While earning his doctorate, Forrester took some undergraduate courses in Super-Villainry, and at some point he joined the Fraternal Order of Mad Science. He was a frequent attendee of the Mad Scientist Convention, although he lost the convention's invention contest each year (on one occasion his entry, "the More Painful Mouse Trap," was met only with laughter). In response to his rejections, he has blown up the convention center twice and once used incendiaries to not "actually make the building blow up, it just made it burn...really quickly."

While working at Gizmonic Institute, Forrester and his assistant sent Joel cheesy movies which he was forced to watch, in order to find a movie that would drive people mad and allow him to take over the world. In response, Joel built several robot friends to keep him company, and keep himself from being driven mad. Joel, Crow T. Robot, and Tom Servo mocked each of the movies they were forced to watch. During Joel's time on MST3K, Forrester participated in Invention Exchanges with Joel and the 'bots. He would show his invention, then Joel would show his invention.

At the end of the sixth season, Frank was assumed into Second Banana Heaven by the angel Torgo, an event that, surprisingly, deeply saddened Forrester, reacting as though he had lost his best friend, even lamenting Frank's loss with the song "Who Will I Kill?". In the seventh season, Pearl Forrester (Mary Jo Pehl) joined her son Clayton to help him out. When Trace Beaulieu left the series, she took over as the head mad, and continued sending bad movies to hapless temp Mike Nelson (played by Michael J. Nelson, who had replaced Joel halfway through the 5th season) and the 'bots.
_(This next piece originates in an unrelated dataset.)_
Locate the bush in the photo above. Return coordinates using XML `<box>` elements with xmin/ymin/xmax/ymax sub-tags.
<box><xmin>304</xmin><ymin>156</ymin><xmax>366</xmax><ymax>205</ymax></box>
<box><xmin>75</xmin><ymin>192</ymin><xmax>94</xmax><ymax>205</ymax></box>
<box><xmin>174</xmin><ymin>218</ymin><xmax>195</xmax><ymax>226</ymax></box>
In the final Comedy Centeral-made episode he announces that his funding has been cut, causing him to pack up Deep 13 and cut loose the Satellite of Love. The end of the episode is a parody of 2001: A Space Odyssey, in which an old Clayton tries to reach a Monolith-like giant videocassette labeled "The Worst Film Ever Made". In the final scene, he is reborn as a star child. When Pearl muses about another chance to raise her son, he utters his final words of the Comedy Central series: "Oh, poopie.".
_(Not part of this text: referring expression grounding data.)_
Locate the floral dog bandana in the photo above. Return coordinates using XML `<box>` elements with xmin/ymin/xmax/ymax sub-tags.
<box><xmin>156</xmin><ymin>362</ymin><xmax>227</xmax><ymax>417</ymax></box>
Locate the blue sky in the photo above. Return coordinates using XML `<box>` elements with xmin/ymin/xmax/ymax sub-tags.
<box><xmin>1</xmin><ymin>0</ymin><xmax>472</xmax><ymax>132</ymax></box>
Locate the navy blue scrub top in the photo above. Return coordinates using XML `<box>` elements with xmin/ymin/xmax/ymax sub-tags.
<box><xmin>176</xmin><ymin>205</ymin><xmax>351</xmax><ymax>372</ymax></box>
When the show moved to the Sci Fi Channel for its eighth season and the setting changed to the future year 2525, it was revealed that although Pearl had intended to do a better job of raising Clayton the second time around, she had somehow never actually gotten around to doing so and he had grown into much the same sort of adult he was before. Pearl therefore killed him by smothering him with a pillow. Oddly enough, although Pearl would've thus murdered Dr. Forrester some 40 years to 50 years after the events of the previous season, when the SOL crew returned to the 20th century, it was at the same time they had left it which would mean that a second Pearl and a baby Clayton were still alive at that time. However, because MST3K is "just a show" which advises its viewers to "really just relax", this was never addressed.

In 2008, Trace Beaulieu, Joel Hodgson and Frank Conniff reprised their characters for a brief DVD skit explaining the rights issues for one of the films. The skit depicted Joel and the 'bots back on the ship and Forrester (as an adult) back at the lab with Frank. It's not known where (or if) the scene fits within the show's continuity.
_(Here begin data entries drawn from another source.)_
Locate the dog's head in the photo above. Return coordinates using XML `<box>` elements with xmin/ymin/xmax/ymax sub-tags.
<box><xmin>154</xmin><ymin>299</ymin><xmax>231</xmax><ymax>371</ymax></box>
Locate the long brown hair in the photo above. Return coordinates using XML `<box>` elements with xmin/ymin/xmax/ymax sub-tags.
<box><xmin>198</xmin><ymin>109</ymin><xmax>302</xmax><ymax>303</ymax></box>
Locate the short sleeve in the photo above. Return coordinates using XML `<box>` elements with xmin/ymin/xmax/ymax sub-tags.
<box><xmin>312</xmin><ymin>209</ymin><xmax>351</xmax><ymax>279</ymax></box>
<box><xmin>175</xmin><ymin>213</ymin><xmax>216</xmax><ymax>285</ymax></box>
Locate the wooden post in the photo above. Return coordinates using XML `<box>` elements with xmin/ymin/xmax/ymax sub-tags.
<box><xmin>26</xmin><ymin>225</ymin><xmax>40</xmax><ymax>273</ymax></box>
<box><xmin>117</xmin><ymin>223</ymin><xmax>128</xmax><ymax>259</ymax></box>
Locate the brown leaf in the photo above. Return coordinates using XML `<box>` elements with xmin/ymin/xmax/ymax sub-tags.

At some point, Forrester had a daughter named Kinga Forrester, who would later follow in Forrester's footsteps and became a mad scientist in her own right. She would go on to resurrect her father's most successful experiment, Mystery Science Theater 3000.

In 2018, Dr. Laurence Erhardt was finally able to liberate the cremated remains of both Frank and Forrester from a drawer at Gizmonics Institute. Taking them on board Forrester's ship The Pretty Lady Erhardt intended to scatter them while playing the song Idiot Control Now.